Distribuzione Geografica ed Habitat
La Fusaggine è un arbusto che cresce nei boschi misti di latifoglie. Si tratta di una specie Euro-Asiatica ed in Italia è presente su tutto il territorio nazionale.
L’ Euonymus europaeus è una pianta alta dai 3 agli 8 metri; ha un fusto eretto ed una corteccia di colore grigio-verdastra in età giovanile che poi diviene bruno-rossastra, liscia, così come i rami, che da giovani sono glabri. I giovani rami sono caratteristicamente quadrangolari ed hanno la corteccia verde punteggiata di chiaro. Ha foglie opposte di 3×7 cm circa, munite di picciolo lungo 4-8 mm e con lamina ovato-lanceolata, acuta o acuminata all’apice, con base arrotondata e margine finemente seghettato; la pagina superiore è glabra e di colore verde scuro, mentre quella inferiore, più chiara, è glabra, o può presentare al più della pubescenza lungo le nervature. Nel periodo primaverile si formano dei piccoli fiori bianchi ermafroditi che, in autunno, danno origine ai caratteristici frutti rossi dalla curiosa forma simile al cappello usato dai sacerdoti cattolici (da cui prende il nome comune).

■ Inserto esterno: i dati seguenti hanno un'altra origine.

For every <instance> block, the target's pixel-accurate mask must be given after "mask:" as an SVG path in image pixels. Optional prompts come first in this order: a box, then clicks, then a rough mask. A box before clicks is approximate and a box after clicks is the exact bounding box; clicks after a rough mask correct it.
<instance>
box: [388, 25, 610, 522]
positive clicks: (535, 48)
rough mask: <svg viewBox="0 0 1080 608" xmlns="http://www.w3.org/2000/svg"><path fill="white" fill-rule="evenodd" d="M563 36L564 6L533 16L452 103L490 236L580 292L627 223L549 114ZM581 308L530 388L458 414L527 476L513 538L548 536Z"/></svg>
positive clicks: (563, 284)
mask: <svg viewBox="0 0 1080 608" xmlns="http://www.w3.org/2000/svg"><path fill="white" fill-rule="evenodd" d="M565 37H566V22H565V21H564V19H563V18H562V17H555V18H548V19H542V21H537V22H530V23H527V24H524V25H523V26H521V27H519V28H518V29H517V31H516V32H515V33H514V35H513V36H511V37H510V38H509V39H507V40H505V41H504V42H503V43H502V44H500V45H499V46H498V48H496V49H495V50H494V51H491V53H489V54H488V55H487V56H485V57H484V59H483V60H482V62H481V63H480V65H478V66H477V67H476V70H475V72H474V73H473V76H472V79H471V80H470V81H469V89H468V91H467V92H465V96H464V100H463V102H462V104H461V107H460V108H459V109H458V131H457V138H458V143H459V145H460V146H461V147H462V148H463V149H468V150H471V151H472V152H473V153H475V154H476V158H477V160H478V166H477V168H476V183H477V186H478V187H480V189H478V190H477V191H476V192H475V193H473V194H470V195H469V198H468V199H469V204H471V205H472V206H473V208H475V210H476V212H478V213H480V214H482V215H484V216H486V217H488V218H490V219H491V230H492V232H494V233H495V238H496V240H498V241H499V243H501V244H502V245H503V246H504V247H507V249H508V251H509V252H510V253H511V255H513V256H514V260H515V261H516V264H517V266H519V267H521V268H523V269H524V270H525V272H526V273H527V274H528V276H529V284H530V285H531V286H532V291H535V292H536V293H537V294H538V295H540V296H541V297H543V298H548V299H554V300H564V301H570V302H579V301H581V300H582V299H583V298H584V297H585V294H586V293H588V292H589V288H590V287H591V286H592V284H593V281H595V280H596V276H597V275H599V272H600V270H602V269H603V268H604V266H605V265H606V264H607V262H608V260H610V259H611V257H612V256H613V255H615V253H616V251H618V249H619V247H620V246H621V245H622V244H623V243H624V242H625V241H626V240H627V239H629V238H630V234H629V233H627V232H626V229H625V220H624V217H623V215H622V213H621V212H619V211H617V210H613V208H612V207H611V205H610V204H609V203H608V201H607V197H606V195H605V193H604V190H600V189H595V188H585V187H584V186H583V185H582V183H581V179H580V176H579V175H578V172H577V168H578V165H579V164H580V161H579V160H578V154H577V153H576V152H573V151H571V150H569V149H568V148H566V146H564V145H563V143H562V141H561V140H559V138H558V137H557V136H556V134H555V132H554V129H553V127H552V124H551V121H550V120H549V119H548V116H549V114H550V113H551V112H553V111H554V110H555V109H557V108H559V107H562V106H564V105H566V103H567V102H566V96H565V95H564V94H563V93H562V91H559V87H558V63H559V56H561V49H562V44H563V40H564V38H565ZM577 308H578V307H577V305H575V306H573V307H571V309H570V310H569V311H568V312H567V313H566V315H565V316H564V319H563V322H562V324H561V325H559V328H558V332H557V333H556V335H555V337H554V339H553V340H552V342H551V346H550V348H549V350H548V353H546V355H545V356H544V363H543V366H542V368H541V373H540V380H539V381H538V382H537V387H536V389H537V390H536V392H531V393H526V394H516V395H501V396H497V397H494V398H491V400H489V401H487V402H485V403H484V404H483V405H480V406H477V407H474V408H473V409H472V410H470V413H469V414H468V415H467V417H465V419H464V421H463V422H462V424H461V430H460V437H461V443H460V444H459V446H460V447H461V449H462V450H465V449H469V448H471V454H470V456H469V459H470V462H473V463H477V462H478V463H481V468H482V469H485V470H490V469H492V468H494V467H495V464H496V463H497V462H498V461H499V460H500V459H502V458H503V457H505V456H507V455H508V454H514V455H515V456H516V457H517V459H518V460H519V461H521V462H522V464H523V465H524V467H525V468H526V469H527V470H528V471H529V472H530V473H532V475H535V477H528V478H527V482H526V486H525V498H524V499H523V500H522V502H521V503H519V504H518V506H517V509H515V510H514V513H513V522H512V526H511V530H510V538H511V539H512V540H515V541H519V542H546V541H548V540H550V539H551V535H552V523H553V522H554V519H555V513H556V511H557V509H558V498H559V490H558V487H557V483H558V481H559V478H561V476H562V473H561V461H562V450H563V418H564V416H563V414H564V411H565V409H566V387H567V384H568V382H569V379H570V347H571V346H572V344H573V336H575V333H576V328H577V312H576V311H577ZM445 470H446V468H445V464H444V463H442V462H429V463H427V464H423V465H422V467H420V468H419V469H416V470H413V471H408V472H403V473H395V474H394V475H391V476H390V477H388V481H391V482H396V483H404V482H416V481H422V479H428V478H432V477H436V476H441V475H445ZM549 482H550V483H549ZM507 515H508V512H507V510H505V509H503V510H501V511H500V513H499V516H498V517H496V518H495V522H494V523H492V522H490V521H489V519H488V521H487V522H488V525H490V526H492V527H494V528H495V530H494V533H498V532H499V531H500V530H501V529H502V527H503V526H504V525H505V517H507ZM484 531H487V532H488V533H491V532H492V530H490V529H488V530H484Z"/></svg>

La tossicità dei frutti di questa pianta era già nota allo storico e naturalista latino Plinio il Vecchio. Il legno duro veniva usato per fare fusi e stuzzicadenti; gli zingari lo utilizzavano invece per ricavarne aghi da cucito e grucce. L’Euonymus europaeus è pertanto una pianta velenosa (foglie e in particolare corteccia e frutti) che per la bellezza dei frutti e delle foglie, rosse in autunno, è molto utilizzata nei parchi e nei giardini. Il suo legno che odora di mela è molto duttile ed un tempo veniva impiegato nei lavori di intarsio, e per realizzare i “fusi” per la lana (da cui deriva il nome comune di nomi Fusaggine).
I giovani rami, carbonizzati, erano utilizzati dai pittori come carboncino; inoltre il carbone, leggero, entra nella composizione della polvere da sparo.
I principi attivi sono costituiti da un glucoside amaro e a probabile azione digitalica: l’evonimina e da dulcite, acido evonico, asparagina, fitosterina e resine.
La berretta del prete trova impiego terapeutico; per via orale è da usare con assoluta prudenza: ha energica azione purgativa ed emetica. Per uso esterno il decotto di foglie è cicatrizzante, mentre i frutti ridotti in polvere, o il loro decotto, sono utili contro i parassiti cutanei (pidocchi e acari della scabbia).
Attenzione perché dosi elevate o ingestioni occasionali di frutti (3 o 4 di essi purgano energicamente un uomo adulto) possono causare seri avvelenamenti, che si manifestano con dolori addominali, vomito e diarrea persistenti, quindi con perdita della conoscenza.
Per tale motivo è una pianta da evitare assolutamente, per la sua tossicità e per la difficoltà di dosaggio.
Inoltre bisogna porre particolare attenzione in quanto i frutti rosei, acri e velenosi, possono richiamare l’attenzione dei bambini.